Вы не должны удивляться, сеньоры, тому, как удивило и обрадовало нас это письмо. И так велики были наше восхищение и наша радость, что отступник догадался, что не случайно найдено было это письмо, а что оно в самом деле написано одному из нас, и стал умолять, если только, мол, догадки его справедливы, довериться ему и поведать все, а он-де пожертвует жизнью ради нашего освобождения. Тут он снял с себя металлический крест и, проливая обильные слезы, поклялся изображенным на этом кресте богом, в которого он, будучи-де грешником и злодеем, искренне и твердо, однако же, верит, не изменить нам и сохранить в тайне все, что нам благоугодно будет ему поведать, ибо он полагал, и почти был уверен, что с помощью той, которая написала это письмо, мы, а вместе с нами и он, обретем свободу, и сбудется наконец заветная его мечта — возвратиться в лоно святой нашей матери-церкви, от коей он, точно гниющий член, по неведению своему и грехам был удален и отсечен. При этом он так горько плакал и так искренне, по-видимому, раскаивался, что мы все сошлись на том, что надобно сказать ему всю правду, и точно; мы ему поведали все без утайки. Мы показали ему окошко, откуда спускалась тростинка, и он заметил этот дом и обещал приложить особые и чрезвычайные старания, чтобы выведать, кто там живет. Порешили мы также непременно ответить на письмо мавританки, и как теперь у нас было кому написать ей, то я немедленно продиктовал ему письмо, коего содержание я могу вам сейчас передать слово в слово, ибо ни одна из существенных подробностей этого происшествия не изгладилась из моей памяти и не изгладится до конца моих дней. Так вот какой ответ составлен был мавританке:
«Да хранит тебя, госпожа моя, правый аллах, а с ним и благословенная Мариам, истинная матерь божья, из любви к тебе вложившая в твое сердце мысль отправиться в христианские земли. Молись ей, да внушит она тебе, как исполнить ее повеление, — милосердие ее велико, и она тебе внушит.

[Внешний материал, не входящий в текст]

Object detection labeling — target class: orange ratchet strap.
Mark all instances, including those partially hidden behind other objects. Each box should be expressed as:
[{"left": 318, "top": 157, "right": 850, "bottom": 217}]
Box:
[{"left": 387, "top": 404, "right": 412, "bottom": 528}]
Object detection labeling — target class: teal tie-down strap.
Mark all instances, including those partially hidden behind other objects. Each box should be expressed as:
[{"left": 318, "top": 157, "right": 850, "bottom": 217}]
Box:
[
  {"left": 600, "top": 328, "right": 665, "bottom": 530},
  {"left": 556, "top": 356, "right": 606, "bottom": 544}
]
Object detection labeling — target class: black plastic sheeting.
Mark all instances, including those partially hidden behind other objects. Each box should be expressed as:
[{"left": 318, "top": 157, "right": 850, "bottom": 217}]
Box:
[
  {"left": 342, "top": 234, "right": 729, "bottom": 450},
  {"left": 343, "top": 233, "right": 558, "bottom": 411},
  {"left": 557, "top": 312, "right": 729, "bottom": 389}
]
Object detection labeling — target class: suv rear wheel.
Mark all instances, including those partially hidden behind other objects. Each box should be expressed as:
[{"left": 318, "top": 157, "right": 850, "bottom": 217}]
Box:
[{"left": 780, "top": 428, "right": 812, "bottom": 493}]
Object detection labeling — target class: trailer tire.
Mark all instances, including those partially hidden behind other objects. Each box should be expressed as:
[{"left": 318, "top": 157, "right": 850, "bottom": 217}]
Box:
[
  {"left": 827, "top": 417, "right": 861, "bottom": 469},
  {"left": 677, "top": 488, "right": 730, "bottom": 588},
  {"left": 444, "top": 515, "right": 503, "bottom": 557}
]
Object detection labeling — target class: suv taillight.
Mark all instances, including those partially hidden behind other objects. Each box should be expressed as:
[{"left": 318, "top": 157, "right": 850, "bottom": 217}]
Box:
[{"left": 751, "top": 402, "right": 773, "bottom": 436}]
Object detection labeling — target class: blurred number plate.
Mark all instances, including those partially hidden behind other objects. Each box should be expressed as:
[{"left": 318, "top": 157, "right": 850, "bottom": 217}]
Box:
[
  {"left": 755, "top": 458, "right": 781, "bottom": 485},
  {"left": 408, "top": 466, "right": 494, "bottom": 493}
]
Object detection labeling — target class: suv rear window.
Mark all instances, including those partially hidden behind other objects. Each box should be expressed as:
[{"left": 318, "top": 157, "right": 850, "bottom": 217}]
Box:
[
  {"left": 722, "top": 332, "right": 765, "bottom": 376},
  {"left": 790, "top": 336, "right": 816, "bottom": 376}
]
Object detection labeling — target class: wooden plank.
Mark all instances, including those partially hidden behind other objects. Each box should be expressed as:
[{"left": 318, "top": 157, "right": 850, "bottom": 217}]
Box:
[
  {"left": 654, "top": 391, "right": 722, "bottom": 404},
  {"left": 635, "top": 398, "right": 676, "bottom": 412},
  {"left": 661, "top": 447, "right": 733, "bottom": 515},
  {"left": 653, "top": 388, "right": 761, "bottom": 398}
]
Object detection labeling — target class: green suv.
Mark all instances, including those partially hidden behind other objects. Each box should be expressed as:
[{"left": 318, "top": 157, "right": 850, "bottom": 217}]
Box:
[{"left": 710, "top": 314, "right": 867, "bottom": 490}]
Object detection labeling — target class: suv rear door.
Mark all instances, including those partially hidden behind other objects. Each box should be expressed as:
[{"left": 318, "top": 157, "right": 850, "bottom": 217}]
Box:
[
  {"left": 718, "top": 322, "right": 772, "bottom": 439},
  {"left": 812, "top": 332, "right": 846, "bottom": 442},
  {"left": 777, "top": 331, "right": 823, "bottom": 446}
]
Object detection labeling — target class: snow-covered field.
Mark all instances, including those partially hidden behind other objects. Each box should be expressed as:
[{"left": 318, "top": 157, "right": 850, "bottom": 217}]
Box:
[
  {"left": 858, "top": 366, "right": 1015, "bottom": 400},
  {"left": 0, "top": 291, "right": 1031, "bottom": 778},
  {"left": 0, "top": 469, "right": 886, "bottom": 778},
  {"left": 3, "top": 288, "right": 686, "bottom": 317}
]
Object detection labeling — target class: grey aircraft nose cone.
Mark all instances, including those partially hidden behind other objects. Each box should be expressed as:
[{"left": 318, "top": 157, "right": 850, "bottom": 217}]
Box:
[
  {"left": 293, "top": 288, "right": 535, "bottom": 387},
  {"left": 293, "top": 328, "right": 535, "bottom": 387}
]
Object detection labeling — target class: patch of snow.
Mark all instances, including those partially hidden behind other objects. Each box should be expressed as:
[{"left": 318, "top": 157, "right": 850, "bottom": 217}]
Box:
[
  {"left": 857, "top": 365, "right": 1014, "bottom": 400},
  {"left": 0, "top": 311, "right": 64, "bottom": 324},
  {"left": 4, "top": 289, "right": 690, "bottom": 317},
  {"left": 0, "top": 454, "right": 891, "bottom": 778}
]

От своего имени, а равно и от имени всех христиан, находящихся вместе со мною, обещаю сделать для тебя все, что возможно, и если нужно — умереть за тебя. Непременно напиши и сообщи мне, что ты намерена предпринять, а я не замедлю ответом, ибо великий аллах послал нам пленного христианина, который умеет говорить и писать на твоем языке, о чем ты можешь судить по этому письму. Итак, ты безбоязненно можешь уведомлять меня обо всем. Ты пишешь, что хотела бы, прибыв в христианскую страну, стать моею женою, я же, как добрый христианин, тебе это обещаю, а да будет тебе известно, что христиане держат свое слово лучше, чем мавры. Да хранят тебя, госпожа моя, аллах и матерь его Мариам».